“Then perhaps you have another destination in mind, Your Radiance?” wondered Scabious. “Have the Gods of the Ice spoken to you?”
Freya nodded solemnly. In fact, the idea was one she had been turning around in her mind for a month or more, and she did not think it had come from any god; it was just the only way she could see of keeping her city safe from predators and plagues and spy-ships for ever.
“Set course for the Dead Continent,” she said. “We are going home.”
2
HESTER AND TOMHester Shaw was starting to get used to being happy. After all her muddy, starveling years in the ditches and scavenger-villes of the Great Hunting Ground she had finally found herself a place in the world.

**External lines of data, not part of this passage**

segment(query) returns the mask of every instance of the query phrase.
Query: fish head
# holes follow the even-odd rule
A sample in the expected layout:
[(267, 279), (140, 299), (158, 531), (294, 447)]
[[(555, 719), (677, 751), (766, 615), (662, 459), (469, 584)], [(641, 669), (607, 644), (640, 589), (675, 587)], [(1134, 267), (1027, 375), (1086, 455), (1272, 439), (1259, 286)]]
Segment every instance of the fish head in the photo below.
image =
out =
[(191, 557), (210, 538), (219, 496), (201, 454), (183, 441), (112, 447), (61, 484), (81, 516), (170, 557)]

She had her own airship, the Jenny Haniver (if she craned her neck she could just see the upper curve of her red envelope, behind that Zanzibar spice-freighter at strut seventeen) and she had Tom; gentle, handsome, clever Tom, whom she loved with her whole heart and who, in spite of everything, seemed to love her too.
For a long time she had felt sure it wouldn’t last. They were so different, and Hester was hardly anyone’s idea of beautiful; a tall, graceless scarecrow of a girl, her coppery hair done up in too-tight plaits, her face split in half by an old sword-blow that had robbed her of one eye and most of her nose and twisted her mouth into a snag-toothed sneer. It won’t last, she had kept telling herself, all the time they were waiting on the Black Island for the shipwrights to repair the poor battered Jenny Haniver. He only stays with me out of pity, she had decided, as they flew down to Africa, then crossed to South America. What can he see in me? she wondered, while they grew rich ferrying supplies to the great oil-drilling cities of Antarctica and then suddenly poor again, jettisoning a cargo to outrun air-pirates over Tierra del Fuego. Flying back across the blue Atlantic with a merchant convoy she whispered to herself, It cannot possibly last.